In some cases the experimental design may be particularly complex and require advanced understanding of the statistical issues involved. In such cases, there is no real substitute for statistical expertise, and the researcher or a collaborator on the project should have this. In this case our researcher can move to their GVL instance's RStudio platform in Step (3), which gives them a more advanced and flexible set of statistical tools. It is possible to carry out computationally-intensive steps (alignment of reads) in Galaxy or via the command-line, and then access the resulting gene counts in RStudio. Most popular Bioconductor libraries for DGE analysis are pre-installed into R on GVL instances.
The results output from any of these analyses can be stored in persistent cloud storage and/or downloaded for further use in other tools. The researcher can shut down their instance and use CloudMan functionality to re-initialise the same environment at a later date, or to share the complete workbench specification with other researchers .

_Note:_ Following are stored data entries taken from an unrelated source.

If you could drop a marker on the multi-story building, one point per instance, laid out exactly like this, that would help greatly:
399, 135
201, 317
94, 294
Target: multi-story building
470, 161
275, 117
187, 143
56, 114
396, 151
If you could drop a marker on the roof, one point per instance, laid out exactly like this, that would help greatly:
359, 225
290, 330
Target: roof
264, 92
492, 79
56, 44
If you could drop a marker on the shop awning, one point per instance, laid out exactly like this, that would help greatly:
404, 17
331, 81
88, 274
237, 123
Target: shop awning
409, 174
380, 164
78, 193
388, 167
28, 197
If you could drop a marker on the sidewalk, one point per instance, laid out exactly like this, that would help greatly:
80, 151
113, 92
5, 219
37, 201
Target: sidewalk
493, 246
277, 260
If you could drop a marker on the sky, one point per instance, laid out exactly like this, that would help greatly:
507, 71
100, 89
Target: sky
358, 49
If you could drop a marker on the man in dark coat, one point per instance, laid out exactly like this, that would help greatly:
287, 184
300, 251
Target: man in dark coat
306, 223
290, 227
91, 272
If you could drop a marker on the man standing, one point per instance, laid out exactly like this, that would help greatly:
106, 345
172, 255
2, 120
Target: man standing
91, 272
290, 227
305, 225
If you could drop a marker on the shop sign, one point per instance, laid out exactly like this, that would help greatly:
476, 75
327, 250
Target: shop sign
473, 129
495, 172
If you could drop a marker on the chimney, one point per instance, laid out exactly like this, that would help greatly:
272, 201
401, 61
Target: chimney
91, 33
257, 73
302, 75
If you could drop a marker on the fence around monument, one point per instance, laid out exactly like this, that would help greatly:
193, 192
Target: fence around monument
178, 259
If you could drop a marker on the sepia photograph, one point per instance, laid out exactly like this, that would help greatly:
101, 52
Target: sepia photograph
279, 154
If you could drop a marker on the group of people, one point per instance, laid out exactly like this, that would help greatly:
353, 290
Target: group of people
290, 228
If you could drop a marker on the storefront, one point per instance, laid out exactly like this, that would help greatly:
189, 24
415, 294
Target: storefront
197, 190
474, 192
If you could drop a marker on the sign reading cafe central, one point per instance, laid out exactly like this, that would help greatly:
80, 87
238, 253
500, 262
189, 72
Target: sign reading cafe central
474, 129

The analysis steps themselves along with the data can be stored and published as a Galaxy History. In the case of a more advanced analysis, the steps can be stored and published as an R or R-markdown script , or an IPython Notebook document. All of these exported analyses have the potential to be imported into another GVL instance and re-run, providing excellent reproducibility. The full web and command-line access to the GVL platform means that the researcher and their collaborators are free to move onto any advanced methods appropriate to their project.
Conclusions and Future Work
Driven by a landscape of rapidly evolving data-generating technologies, the field of genomics has quickly grown into a demanding domain requiring a complex ecosystem of tools, technologies, computers, and data—all honed to support multi-step pipelines using dozens of tools and dealing with gigabytes of data. The reality is that processing research-sized genomic data requires a comprehensive data analysis workbench (Fig 3). This in turn inflicts a high level of maintenance overhead and required technical expertise on the data analysis process, which is a barrier to entry for biology-focused researchers.
Initially, standalone and purpose-specific tools were most prevalent. As the complexity of analyses grew, new platforms formed that aggregate many standalone tools and support different types of computational infrastructures to offer more versatile functionality. The GVL represents another step in this evolution where it aggregates a large number of the best-of-breed software and technologies available today.
The GVL has been established to reduce this barrier by improving understanding and accessibility of bioinformatics tools, backed by accessible, scalable and robust computational infrastructure. The GVL provides a set of well-rounded services that are accepted throughout the community and supports activities ranging from teaching and training to end-to-end research analysis, making it applicable as a bioinformatics workbench and a computational platform not only in technical terms but also in terms of a community that it supports. Services unified by the project supply a much-needed locus of tools and technologies allowing researchers to more easily and readily explore the data analysis space. GVL’s services are simple to access via the project’s website (genome.edu.au).
Ultimately, the GVL represents a blueprint for deploying virtual laboratories, even for domains other than genomics: it defines the components required to establish a virtual laboratory, technologies to embody these components, and use-cases to deliver a purposeful product. It supports the notion of Science-as-a-Service  and can be used as a validated, exemplar method in the future. The GVL's design pattern and build system are currently being exploited to deploy the GVL onto other cloud stacks, and to develop customised "flavours" of the GVL for specific research sub-domains.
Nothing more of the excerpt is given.